These are the two things I am doing these days, apart from regular work at office.
1. Developing the next version of HarvestMan
2. Developing the next version of HarvestMan
Well, that is right... It was not a typing mistake :-)
HarvestMan is going to get a major update coming May, and it will be the result of more than 1.5 years of work. In fact the program has changed so much that I am changing the major version. It is going to be HarvestMan-2.0.
There are certain surprises with this HarvestMan release. Some of the interesting changes for NLP and Computational Linguistics programmers will be the addition of a plugin API that makes developing extensions for HarvestMan a breeze. In fact, the current CVS of HarvestMan already features an extension which binds it to an existing open source indexing engine. Apart from that, the program features a number of changes from the earlier version (1.4.6) so that it is almost on its way to becoming a "platform for web crawler software development", where I envision it to be.
Apart from that, this time HarvestMan will consist of two apps in one - that's right. There will be two applications using the same codebase. The crawler application (HarvestMan, of course) and a brand new web downloader application which supports multipart downloads.

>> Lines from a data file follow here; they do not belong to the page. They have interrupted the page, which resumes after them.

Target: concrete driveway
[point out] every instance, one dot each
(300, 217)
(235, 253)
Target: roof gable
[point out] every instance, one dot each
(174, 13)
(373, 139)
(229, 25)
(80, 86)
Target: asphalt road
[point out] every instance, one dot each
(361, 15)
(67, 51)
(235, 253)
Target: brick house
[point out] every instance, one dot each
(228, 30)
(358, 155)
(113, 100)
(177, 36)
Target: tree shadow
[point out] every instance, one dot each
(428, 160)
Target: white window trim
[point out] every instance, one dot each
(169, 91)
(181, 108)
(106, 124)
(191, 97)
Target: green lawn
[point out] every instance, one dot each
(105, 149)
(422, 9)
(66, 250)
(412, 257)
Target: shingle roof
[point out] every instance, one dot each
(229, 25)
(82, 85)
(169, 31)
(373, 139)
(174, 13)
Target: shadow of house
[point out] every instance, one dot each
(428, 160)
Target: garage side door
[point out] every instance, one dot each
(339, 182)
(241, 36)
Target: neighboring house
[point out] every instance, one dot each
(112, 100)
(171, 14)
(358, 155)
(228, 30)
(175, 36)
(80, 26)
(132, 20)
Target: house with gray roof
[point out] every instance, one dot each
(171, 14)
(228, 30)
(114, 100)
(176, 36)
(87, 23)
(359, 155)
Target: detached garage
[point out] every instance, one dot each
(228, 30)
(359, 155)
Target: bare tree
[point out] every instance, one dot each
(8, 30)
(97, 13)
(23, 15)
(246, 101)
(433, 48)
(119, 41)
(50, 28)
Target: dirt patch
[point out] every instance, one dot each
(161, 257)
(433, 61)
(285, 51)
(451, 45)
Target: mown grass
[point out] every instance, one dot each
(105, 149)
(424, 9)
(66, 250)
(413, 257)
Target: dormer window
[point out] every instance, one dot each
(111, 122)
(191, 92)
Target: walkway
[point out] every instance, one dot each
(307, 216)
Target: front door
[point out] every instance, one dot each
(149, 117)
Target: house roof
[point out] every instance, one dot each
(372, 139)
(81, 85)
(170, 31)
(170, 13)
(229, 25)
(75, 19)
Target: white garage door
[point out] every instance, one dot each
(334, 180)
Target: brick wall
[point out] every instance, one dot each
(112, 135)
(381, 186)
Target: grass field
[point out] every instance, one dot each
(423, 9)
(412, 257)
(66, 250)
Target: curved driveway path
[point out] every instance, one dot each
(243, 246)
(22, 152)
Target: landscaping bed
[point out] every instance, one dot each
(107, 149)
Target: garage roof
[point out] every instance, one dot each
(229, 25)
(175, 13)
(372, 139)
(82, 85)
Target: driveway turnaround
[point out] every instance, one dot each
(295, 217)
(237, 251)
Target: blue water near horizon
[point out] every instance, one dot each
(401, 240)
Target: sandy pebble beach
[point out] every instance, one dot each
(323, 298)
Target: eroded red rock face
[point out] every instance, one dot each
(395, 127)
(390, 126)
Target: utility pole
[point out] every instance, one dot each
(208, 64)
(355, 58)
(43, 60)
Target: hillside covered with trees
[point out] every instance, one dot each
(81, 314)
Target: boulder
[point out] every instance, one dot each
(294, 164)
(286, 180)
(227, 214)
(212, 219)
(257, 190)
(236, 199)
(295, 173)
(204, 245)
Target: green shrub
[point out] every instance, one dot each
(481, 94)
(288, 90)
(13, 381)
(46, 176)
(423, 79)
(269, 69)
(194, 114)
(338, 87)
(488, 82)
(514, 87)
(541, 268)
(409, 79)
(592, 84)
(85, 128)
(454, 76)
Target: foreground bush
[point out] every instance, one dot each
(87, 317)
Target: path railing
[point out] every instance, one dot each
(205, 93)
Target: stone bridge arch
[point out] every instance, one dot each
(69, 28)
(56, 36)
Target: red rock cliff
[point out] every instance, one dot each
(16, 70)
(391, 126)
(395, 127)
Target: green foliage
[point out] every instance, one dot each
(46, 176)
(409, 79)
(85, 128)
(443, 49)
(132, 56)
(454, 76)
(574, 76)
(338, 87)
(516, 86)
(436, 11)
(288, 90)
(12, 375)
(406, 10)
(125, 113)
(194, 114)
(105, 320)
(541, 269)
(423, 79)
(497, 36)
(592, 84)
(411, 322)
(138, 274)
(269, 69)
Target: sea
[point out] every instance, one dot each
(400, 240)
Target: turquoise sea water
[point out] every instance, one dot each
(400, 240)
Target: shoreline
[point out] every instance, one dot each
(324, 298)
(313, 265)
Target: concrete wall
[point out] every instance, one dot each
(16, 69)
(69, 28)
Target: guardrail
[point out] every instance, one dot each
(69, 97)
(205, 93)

Let the name of this application be a mystery for the time being. The application just might change the command-line download experience of Unix/Linux users from the typical wget one. I will write more about it in the coming weeks.
In fact all of this is already in CVS. Anyone interested can checkout the latest code from berlios repository using anonymous CVS. There is not much documentation apart from the documentation in the code, but the code is pretty stable at the moment.
This should get released by mid May.